3D Secure and how it affects conversion

4 min read

Quick answer #

3D Secure (3DS) is an extra authentication step that asks the customer to confirm a card payment through their bank — usually via OTP, banking app, or biometric. Pay@ Gateway uses 3D Secure 2.0 on all card transactions because it’s a regulatory requirement in South Africa and shifts liability for fraudulent transactions from the merchant to the card issuer. 3DS adds a step to checkout, which can reduce conversion by 2–5%, but 3DS 2.0’s smarter risk-based flow makes that drop much smaller than the older 3DS 1.0.

What 3D Secure actually does #

When a customer enters their card details at checkout, three things happen:

The transaction is submitted to the card network (Visa or Mastercard)
The card network asks the customer’s bank: “is this transaction risky?”
The bank decides to either silently approve, or trigger a 3DS challenge

If a challenge is triggered, the customer is briefly redirected to their bank’s authentication page, where they confirm the transaction by OTP, push notification, biometric, or banking-app approval. After confirming, they’re returned to your checkout and the payment completes.

The 3DS step typically takes 10–60 seconds depending on how the customer authenticates.

Why 3DS 2.0 is dramatically better than 3DS 1.0 #

The original 3D Secure (rolled out in the early 2000s) was a nightmare for conversion. It challenged almost every transaction with a clunky popup, and customers regularly dropped off or had failed authentication.

3D Secure 2.0 is fundamentally different:

Risk-based authentication. Banks now use 100+ data signals to decide whether to challenge. Low-risk transactions (a regular customer buying their usual amount from their usual device) pass through silently — no popup, no OTP, no friction.
Frictionless flow. When no challenge is needed, the customer doesn’t even know 3DS happened.
Better authentication options. When a challenge is needed, the bank can use the customer’s banking app rather than SMS OTP — much faster and more reliable.
Mobile-optimised. The challenge flow works properly on mobile (3DS 1.0 was notoriously broken on phones).

Industry data suggests around 70–85% of 3DS 2.0 transactions complete frictionless, without a challenge. The 15–30% that do get challenged are the ones the bank’s risk engine genuinely flagged.

Why South Africa requires 3DS #

3D Secure is mandatory for online card transactions in South Africa under SARB regulations. This is non-negotiable — no SA gateway can disable 3DS on card payments, including Pay@. The regulation exists because chargeback fraud is high in card-not-present transactions, and 3DS materially reduces it.

The flip side of the regulation: when 3DS completes successfully, the liability for fraudulent transactions shifts from the merchant to the card issuer. This means if a customer disputes a charge claiming “I didn’t make that payment”, and you have proof that 3DS authentication succeeded, the card issuer absorbs the chargeback, not you.

This is a meaningful financial benefit. For most merchants, 3DS saves significantly more in prevented chargebacks than it costs in slightly reduced conversion.

The conversion impact, honestly #

3DS does reduce conversion.
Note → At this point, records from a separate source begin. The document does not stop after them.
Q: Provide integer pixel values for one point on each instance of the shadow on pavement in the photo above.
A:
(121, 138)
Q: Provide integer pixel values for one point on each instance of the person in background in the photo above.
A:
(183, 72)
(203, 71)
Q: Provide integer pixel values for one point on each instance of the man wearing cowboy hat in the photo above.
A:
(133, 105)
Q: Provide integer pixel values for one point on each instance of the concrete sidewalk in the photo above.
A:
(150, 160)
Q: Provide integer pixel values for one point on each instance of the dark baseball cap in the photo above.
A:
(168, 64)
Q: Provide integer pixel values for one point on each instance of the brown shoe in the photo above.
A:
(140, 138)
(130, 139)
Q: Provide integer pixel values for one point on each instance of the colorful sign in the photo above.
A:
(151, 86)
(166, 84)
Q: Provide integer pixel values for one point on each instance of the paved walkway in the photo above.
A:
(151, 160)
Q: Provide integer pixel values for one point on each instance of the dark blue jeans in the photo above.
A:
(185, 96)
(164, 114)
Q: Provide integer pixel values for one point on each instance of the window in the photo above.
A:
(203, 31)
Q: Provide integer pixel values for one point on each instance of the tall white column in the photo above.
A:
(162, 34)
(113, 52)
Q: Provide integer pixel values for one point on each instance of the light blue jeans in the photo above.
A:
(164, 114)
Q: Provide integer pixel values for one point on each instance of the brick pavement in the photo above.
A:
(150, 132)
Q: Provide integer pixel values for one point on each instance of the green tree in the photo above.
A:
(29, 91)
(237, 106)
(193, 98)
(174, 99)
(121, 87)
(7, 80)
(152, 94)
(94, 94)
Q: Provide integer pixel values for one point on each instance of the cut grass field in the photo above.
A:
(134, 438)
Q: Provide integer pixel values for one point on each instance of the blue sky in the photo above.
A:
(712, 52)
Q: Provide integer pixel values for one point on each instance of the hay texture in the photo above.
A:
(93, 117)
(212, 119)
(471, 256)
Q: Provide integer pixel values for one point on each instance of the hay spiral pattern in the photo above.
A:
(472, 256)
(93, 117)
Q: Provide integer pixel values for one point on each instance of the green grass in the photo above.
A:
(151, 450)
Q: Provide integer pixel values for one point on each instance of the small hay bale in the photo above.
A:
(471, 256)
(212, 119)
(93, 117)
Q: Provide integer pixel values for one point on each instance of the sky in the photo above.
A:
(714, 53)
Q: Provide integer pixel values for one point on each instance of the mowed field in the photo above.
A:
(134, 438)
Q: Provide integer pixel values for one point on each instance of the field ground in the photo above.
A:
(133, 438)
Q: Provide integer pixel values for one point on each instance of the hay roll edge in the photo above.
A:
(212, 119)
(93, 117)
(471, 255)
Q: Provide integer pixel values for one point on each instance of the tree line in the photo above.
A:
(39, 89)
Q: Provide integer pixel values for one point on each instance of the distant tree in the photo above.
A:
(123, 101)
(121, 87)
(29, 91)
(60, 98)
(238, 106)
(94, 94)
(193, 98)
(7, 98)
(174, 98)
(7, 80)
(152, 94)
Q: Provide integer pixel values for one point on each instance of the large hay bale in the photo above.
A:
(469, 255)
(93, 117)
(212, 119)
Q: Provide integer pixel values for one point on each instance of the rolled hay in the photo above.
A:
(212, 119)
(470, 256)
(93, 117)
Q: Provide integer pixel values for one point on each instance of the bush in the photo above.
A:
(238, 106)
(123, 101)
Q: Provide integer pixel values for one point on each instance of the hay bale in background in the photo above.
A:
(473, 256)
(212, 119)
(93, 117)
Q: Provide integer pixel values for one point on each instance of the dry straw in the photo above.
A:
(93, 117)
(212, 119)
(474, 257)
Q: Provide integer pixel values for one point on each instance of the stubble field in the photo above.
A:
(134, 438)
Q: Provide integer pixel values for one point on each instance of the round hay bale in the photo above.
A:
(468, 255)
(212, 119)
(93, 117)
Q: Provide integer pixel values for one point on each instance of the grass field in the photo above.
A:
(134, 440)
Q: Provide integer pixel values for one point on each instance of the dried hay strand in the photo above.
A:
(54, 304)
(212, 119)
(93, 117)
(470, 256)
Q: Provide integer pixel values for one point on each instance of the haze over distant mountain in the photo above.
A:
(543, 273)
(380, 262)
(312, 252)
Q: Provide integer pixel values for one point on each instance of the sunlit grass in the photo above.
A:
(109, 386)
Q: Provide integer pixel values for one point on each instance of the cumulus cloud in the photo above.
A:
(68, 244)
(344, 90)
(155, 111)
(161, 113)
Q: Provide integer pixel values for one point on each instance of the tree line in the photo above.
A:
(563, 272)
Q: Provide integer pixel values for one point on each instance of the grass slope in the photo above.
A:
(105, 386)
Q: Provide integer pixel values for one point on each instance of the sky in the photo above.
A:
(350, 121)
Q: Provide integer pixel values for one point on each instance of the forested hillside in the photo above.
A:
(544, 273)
The impact varies by:

Industry. High-risk categories (digital goods, gambling, travel) see more challenges and bigger drops.
Transaction size. Larger transactions are challenged more often.
Customer behaviour. Customers buying from a new device, new IP, or new location see more challenges.
Time of day. Late-night transactions occasionally trigger more risk flags.

Typical conversion impact on a well-implemented 3DS 2.0 flow: 2–5% reduction compared to no 3DS. Compared to the old 3DS 1.0: 3DS 2.0 recovers most of the lost conversion.

You can’t legally turn 3DS off in South Africa, so this is academic — but if you’re benchmarking against international gateways or older comparison data, factor it in.

What you can do to maximise conversion #

Things within your control:

Use Pay@’s hosted checkout — it’s optimised for 3DS 2.0 with mobile-first UX and proper error handling.
Don’t redirect the customer multiple times. Each redirect compounds drop-off.
Pass strong transaction context (cart contents, customer email, billing address) through the API — this helps the bank’s risk engine recognise legitimate transactions and skip the challenge.
Pre-fill customer details on returning visitors so the bank sees a familiar device + customer pattern.